1 Barbès 376 9th St, Park Slope
When you think about all the successful authors in Park Slope, you might think you don’t stand a chance. Not the case. They’re all out on book tours, or in their country homes writing novels. Go on, fill the void.
2 The Dorothy Parker Society Woolworth Building (Sept 16)
In an environment where everyone is kind of pretending to be a famous
writer maybe you don’t need to pretend? Maybe this is the one place you
can be yourself? Naw. Pretend to be Will Rogers, at least he was fun.

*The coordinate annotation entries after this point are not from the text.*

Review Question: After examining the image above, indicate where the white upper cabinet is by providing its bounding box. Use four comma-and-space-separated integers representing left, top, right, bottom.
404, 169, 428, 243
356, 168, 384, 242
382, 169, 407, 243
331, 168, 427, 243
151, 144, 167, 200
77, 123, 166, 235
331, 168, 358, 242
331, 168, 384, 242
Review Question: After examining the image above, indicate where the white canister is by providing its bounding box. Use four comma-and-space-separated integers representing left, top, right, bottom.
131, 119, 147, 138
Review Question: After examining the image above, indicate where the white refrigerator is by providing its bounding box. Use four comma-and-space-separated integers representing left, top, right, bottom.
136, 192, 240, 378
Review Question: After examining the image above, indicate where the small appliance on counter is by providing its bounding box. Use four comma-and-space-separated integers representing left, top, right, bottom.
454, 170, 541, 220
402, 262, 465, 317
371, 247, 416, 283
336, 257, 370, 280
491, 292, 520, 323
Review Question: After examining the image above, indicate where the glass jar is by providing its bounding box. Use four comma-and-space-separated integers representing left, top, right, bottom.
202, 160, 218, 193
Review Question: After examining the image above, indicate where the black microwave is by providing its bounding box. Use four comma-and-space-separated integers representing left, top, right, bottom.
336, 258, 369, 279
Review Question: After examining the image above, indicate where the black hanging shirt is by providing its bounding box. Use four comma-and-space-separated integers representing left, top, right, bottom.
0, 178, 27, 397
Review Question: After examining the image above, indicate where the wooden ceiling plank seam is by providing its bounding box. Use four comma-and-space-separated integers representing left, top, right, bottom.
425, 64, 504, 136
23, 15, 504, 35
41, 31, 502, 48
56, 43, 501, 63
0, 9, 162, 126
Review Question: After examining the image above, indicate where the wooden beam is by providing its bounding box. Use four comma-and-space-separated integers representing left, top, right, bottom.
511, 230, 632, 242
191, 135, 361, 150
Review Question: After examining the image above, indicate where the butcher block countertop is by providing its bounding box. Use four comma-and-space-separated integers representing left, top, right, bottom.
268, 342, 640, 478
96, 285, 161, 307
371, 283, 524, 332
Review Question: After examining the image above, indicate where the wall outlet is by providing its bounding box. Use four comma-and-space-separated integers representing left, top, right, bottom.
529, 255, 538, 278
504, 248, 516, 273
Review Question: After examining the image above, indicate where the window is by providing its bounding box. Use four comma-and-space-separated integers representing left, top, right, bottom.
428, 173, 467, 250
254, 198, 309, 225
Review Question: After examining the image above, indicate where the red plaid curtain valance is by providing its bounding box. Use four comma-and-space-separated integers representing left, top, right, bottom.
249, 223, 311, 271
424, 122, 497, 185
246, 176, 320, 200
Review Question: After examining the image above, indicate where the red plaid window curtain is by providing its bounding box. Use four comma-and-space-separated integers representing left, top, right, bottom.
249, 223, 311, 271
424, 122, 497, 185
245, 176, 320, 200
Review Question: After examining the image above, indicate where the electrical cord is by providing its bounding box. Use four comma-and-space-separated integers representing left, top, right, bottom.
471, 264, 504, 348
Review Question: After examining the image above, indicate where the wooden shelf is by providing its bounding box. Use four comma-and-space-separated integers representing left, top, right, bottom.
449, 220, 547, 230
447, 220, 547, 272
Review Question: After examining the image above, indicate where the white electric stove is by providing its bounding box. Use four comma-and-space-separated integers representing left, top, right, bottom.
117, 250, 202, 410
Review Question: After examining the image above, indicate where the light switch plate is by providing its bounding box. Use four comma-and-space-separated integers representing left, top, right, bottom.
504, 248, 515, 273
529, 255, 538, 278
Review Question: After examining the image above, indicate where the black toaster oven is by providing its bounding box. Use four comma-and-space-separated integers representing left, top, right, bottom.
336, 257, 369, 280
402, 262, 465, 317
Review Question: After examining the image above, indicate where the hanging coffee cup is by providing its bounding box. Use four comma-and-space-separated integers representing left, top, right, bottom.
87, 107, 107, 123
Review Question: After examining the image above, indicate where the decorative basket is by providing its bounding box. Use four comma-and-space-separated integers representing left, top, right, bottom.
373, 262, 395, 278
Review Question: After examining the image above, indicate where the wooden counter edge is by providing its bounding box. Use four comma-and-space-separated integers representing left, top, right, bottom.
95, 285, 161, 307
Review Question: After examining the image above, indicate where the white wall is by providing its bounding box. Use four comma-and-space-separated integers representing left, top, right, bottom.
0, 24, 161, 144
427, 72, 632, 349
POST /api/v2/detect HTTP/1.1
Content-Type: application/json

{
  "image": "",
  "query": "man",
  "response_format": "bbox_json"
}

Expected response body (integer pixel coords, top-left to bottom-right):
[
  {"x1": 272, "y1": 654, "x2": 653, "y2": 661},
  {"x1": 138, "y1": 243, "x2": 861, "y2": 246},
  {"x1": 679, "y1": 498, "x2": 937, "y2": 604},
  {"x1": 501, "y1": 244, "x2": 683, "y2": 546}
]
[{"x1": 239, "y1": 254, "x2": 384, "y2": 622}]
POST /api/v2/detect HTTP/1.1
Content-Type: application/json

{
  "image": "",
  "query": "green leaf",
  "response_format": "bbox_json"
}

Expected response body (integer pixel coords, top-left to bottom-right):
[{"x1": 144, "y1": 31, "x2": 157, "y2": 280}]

3 White Horse 567 Hudson Ave
Sure, it’s filled with hedge fund frat boys, most of whom think Dylan
Thomas is a catching prospect in the Yankees farm system, but every now
and then, a starry-eyed “literary” tourist will happen by, looking for
a little magic. Be that magic, be the romantic poet, get laid.
4 Siberia 356 W. 40th St.
Next to Port Authority and, if possible, even skeevier. Which is probably why embittered journos gravitate here, to commiserate over lousy freelance gigs and, perhaps, bask in the reflected glory of a pipe dream fulfilled. Which is where you come in.
5 KGB 85 E. 4th St.
Hotshots congregate here for the latest readings from literary journals with names like Snicketyboo. These events are dull, so everybody gets really drunk. You could pretend to be Herman Melville for all anybody would know the difference.